Guest: Rob Hirschfeld (LinkedIn)
Company: RackN
Show Name: An Eye on AI
Topic: AI Infrastructure
AIOps is no longer just about monitoring systems and running models — it’s becoming a core discipline of infrastructure management. In this clip, Rob Hirschfeld, CEO and Co-Founder of RackN, explores where AIOps is heading and how it’s beginning to merge with the world of platform engineering and infrastructure automation.
Today, when most people talk about AIOps, they mean managing AI clusters — keeping systems online, feeding jobs, and maintaining models. Hirschfeld believes that’s only half the picture. The next wave, he says, is AI infrastructure operations: building, patching, and automating the physical and virtual environments that AI workloads depend on.
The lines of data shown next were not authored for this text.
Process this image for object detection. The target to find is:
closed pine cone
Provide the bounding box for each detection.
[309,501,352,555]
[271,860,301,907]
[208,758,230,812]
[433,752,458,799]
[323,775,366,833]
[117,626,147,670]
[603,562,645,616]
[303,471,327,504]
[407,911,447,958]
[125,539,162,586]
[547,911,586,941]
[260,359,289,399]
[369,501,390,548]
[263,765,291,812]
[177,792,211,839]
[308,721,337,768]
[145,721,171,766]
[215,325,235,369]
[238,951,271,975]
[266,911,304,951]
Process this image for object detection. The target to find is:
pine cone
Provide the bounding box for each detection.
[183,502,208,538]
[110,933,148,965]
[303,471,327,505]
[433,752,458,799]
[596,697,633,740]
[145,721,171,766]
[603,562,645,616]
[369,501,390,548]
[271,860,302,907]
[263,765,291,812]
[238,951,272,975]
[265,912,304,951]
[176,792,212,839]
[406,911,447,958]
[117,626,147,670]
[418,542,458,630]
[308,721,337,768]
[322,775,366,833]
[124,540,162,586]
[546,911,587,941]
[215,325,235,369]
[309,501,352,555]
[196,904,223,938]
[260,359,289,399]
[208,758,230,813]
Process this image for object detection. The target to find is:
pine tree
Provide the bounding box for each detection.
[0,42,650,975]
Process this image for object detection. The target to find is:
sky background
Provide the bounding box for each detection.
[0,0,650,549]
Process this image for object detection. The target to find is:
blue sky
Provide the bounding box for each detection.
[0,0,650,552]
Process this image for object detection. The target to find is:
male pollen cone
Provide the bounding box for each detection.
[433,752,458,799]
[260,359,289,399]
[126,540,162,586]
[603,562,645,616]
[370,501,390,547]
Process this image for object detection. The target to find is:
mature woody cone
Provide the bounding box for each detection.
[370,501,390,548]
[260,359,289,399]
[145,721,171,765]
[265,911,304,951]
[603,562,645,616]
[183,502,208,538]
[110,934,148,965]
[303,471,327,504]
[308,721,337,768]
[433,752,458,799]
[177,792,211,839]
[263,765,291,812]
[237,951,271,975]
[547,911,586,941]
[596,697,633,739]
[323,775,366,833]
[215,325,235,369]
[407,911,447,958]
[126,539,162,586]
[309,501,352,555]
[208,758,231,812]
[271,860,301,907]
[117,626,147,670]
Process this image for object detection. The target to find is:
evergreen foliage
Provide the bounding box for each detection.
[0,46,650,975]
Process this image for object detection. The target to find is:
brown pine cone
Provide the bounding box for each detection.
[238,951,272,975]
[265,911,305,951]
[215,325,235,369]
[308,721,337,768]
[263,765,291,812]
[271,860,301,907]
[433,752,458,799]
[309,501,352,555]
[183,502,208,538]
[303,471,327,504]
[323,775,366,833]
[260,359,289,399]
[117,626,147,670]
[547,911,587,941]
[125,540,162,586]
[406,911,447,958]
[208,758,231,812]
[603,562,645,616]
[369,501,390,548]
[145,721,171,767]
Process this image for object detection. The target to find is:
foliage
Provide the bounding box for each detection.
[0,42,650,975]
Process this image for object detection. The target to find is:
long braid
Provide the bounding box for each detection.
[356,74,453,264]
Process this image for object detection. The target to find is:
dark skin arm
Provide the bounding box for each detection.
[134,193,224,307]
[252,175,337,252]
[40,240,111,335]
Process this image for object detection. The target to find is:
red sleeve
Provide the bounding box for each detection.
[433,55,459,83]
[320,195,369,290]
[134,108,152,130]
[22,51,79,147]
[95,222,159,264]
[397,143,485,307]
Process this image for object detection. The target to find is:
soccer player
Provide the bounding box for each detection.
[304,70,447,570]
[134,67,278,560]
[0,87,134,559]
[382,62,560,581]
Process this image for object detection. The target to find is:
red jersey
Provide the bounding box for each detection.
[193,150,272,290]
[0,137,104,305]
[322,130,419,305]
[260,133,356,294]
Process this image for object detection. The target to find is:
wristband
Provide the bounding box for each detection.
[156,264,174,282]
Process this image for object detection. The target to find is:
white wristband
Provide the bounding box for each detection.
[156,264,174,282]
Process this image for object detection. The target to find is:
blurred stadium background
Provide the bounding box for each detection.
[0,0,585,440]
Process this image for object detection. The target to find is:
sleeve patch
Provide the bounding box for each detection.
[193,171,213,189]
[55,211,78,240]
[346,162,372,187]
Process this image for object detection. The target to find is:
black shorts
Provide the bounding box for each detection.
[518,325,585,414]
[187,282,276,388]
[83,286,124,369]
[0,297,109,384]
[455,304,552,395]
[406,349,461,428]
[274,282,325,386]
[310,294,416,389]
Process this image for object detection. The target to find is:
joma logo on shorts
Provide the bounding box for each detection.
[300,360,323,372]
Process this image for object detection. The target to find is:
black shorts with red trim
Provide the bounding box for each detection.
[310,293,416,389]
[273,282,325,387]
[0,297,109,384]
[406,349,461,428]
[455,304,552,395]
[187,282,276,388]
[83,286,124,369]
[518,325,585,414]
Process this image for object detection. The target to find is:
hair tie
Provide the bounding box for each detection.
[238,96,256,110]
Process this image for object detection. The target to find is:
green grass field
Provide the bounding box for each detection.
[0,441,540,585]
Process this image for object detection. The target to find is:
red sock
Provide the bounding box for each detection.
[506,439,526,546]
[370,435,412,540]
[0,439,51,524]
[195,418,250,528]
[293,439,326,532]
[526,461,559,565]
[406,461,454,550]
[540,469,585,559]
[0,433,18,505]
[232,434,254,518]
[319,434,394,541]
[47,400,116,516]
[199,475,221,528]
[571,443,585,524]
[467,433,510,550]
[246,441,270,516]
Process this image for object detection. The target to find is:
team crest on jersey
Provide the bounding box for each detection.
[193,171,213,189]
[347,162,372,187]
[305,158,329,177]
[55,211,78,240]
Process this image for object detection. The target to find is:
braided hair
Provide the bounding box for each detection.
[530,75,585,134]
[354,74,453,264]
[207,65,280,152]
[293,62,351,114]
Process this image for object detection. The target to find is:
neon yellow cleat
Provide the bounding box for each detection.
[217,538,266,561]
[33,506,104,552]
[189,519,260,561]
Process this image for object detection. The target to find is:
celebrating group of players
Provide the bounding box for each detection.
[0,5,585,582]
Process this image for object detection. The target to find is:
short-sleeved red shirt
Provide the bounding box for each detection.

That shift represents a new maturity in AI adoption. While hyperscalers have long automated their GPU clusters and data fabrics, most enterprises are just starting that journey. “We see a wave coming,” Hirschfeld explains, “where enterprise users will have to think about how they operationalize AI infrastructure.” RackN is already working with customers to bridge that gap, helping them adopt automation practices originally developed for hyperscale systems.
This new form of AIOps is as much about mindset as technology. It requires thinking of infrastructure automation as a living system — one that must adapt to new hardware, frameworks, and workloads at unprecedented speed. Instead of treating AI infrastructure as static, organizations need continuous processes for patching, resetting, and scaling — all without downtime.
Hirschfeld also points toward the next frontier: AI managing infrastructure itself. RackN is experimenting with ways to use LLMs and AI coding assistants to help operators script, configure, and automate tasks. Early experiments, he notes, are promising — particularly in what he calls “vibe coding” or AI-assisted operations, where human operators guide AI systems to automate workflows faster.
But Hirschfeld draws an important distinction. Building automation with AI — letting LLMs create or maintain infrastructure logic — is much harder than using AI to assist humans in managing infrastructure. The latter, he says, is where the real progress is happening today. By embedding AI as an abstraction layer, operators can gain new visibility, generate code faster, and troubleshoot complex systems more effectively.
As the boundaries between AI, automation, and operations blur, Hirschfeld believes we’re heading toward a future where infrastructure management is partly deterministic and partly stochastic — combining precise automation with AI-driven adaptability. For RackN, that’s an opportunity to redefine the intersection of human and machine collaboration in infrastructure operations.
Ultimately, AIOps won’t replace platform engineering — it will evolve alongside it. The goal, Hirschfeld concludes, isn’t just smarter automation, but an ecosystem where AI helps engineers manage complexity at every layer of the stack.